As we’ve seen with the recent announcements of DeepSeek catching up with remarkably constrained resources and Grok 3 closing the gap in record time, developing a competitive model isn’t Google’s biggest challenge. The bigger question is how they plan to monetize beyond blue links with AI-powered search generated content.
For its competitors, they need to figure out monetization, latency and accuracy piece of the puzzle while delivering the best model at scale. Which is a more difficult problem than coming up with a model that’s comparable or better than its competition.
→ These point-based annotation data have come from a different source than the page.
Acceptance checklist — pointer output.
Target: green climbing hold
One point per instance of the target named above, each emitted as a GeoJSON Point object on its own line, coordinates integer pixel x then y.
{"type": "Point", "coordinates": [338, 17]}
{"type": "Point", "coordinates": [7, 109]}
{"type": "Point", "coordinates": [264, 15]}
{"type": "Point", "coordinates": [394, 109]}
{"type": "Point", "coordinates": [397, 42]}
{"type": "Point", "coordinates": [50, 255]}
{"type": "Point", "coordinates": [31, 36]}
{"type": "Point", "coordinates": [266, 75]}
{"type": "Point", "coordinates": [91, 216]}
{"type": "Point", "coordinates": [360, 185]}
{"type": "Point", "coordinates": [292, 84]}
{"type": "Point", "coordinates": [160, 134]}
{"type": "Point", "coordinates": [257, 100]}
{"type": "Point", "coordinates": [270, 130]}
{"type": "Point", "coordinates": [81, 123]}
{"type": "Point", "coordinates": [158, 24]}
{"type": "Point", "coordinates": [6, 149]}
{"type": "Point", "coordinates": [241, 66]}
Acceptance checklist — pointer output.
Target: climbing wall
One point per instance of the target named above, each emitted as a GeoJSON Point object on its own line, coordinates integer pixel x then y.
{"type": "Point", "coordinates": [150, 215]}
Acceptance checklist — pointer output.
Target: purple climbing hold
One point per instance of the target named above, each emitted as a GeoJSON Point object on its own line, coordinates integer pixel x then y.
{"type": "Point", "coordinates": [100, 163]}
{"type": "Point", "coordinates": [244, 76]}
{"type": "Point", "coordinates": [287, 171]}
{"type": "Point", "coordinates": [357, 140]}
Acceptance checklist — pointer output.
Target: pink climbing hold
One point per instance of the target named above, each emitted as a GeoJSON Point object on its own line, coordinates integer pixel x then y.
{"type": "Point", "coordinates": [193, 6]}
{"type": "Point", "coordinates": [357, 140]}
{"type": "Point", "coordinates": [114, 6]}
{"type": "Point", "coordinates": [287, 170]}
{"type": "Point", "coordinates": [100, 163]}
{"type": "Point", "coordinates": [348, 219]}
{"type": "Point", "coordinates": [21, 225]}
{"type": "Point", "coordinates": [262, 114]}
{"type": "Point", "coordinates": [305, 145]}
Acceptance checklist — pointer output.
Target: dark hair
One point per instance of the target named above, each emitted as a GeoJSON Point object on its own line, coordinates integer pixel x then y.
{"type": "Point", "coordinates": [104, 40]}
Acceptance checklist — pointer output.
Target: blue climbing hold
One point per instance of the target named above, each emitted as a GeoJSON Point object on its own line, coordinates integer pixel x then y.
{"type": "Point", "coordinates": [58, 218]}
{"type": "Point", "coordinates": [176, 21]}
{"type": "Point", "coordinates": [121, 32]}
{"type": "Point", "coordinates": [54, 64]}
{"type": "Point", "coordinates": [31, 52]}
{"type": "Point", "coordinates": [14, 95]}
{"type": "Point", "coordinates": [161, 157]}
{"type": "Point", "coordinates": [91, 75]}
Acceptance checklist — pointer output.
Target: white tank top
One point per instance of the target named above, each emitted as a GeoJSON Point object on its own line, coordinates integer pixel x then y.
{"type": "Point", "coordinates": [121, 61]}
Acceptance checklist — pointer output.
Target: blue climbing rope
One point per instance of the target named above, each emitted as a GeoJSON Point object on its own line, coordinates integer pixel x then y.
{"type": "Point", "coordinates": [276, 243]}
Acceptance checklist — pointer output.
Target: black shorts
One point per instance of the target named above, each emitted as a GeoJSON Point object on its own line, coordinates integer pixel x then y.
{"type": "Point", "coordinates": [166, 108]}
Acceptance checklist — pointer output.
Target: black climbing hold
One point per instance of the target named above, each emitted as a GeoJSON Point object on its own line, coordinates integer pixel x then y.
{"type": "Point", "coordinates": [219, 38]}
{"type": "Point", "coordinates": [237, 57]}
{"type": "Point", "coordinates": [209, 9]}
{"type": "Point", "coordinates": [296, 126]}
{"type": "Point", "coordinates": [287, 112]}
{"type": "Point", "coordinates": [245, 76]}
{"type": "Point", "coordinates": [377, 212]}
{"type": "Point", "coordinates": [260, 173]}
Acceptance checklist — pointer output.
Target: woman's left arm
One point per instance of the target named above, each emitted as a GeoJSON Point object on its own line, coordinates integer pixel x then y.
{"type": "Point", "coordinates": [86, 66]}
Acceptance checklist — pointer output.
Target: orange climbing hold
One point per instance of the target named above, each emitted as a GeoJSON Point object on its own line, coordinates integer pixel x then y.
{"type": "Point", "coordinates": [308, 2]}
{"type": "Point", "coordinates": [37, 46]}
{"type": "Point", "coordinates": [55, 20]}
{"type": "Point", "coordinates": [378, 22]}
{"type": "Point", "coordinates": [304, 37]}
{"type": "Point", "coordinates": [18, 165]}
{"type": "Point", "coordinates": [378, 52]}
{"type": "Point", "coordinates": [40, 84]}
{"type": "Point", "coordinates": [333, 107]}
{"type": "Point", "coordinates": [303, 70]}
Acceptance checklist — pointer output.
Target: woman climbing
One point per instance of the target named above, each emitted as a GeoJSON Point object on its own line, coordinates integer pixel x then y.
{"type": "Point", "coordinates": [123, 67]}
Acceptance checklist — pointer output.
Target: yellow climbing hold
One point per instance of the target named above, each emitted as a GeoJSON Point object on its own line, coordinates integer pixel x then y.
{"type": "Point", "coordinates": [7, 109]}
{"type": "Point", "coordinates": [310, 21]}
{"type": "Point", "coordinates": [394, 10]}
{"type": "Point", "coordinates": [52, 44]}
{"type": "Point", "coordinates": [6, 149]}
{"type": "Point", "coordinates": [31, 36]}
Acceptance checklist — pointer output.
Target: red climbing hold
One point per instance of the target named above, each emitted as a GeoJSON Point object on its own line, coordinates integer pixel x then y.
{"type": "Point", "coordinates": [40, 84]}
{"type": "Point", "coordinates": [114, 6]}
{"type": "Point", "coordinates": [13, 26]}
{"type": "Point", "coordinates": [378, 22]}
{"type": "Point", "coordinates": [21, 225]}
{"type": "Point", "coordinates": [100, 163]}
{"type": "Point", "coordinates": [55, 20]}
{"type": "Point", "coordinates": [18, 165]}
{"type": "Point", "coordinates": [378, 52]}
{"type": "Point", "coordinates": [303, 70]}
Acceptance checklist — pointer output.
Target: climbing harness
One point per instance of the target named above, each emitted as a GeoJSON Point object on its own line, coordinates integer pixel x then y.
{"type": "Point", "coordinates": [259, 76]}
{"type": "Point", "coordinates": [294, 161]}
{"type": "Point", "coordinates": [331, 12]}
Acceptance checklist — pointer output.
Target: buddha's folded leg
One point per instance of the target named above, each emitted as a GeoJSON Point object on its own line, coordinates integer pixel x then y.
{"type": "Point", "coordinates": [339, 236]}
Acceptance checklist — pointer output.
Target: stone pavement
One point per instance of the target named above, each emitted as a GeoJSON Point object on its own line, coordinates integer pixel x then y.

Writing off Google in search would be premature. Its younger competitors have their own set of problems—they need viable business models that allow them to offer their best AI models to everyone quickly and accurately.
When I look at the evidence—increasing search volumes, successful monetization of AI features, infrastructure advantages, and competitors’ monetization challenges—I see a company that’s still adapting to a changing landscape rather than one being disrupted into oblivion.
The future for Google may not be monopolistic dominance, but it’s unlikely to be disrupted into irrelevance either. The year 2025 will be exciting as we see how the company navigates this evolving landscape. The most likely outcome isn’t that people stop using Google, but that they use Google and other AI-powered search tools, depending on the context and type of question.